We slowly started our descent following the traverse carved into the side of the Gasienicowa Bowl. The snow was fluffy and there were icy spots here and there. I was very grateful our snowshoes had good crampons. While descending, we reminisced on the years past, our old friends, and the time flew by. We finally reached a group of mountain lakes, typically completely covered by snow this time of the year. Today, one could easily distinguish the perimeters of each lake and a thin ice crust covering them. The high, cascading walls of Orla Perc (Eagle’s Path) above the lakes were gloomily looking at us. There was none else around; one could only hear the wind and crackling of snow under our snowshoes. We were probably another hour from the mountain lodge. We decided to take it easy and instead of following the shorter, yet steeper route, we took a more scenic detour around the lakes; down to the bottom of the valley where the lodge majestically stood among the dwarf mountain pines.

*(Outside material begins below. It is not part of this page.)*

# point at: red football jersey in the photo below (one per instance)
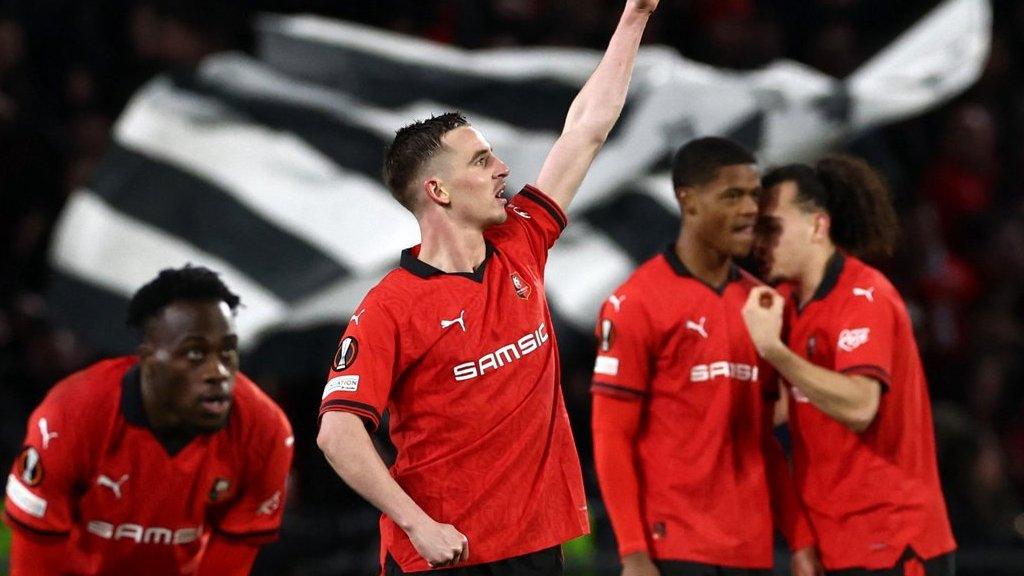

It tasted just as I remembered it form 30+ years ago…the subtle smell of raspberries was emerging from a steaming white mug of black tea with locally made juice. It was a treat indeed. Like true mountaineers, we recovered our brown bag lunches from our backpacks and we had a feast! Given the holiday season, we enjoyed some goodies only made at this time of the year such as my Mom’s game pate – conveniently sandwiched between crusty slices of the local bread. It was almost 2pm and it was time to start our return as the days were still short and it was getting dark around 4:30pm. The snow conditions around the lodge (elevation 1500 meters) were much worse than on the top and we decided to continue our journey on foot. Trekking poles were essential as the trail was periodically icy. The weather, however has improved significantly in the afternoon, and we now enjoyed the views of many peaks we summited as teenagers. It was quite a trip along the “memory lane”. Aldona is a great companion and a former scout. We have created many wonderful mountain memories together and this snowshoeing outing (first one ever for her) will be added to our special library.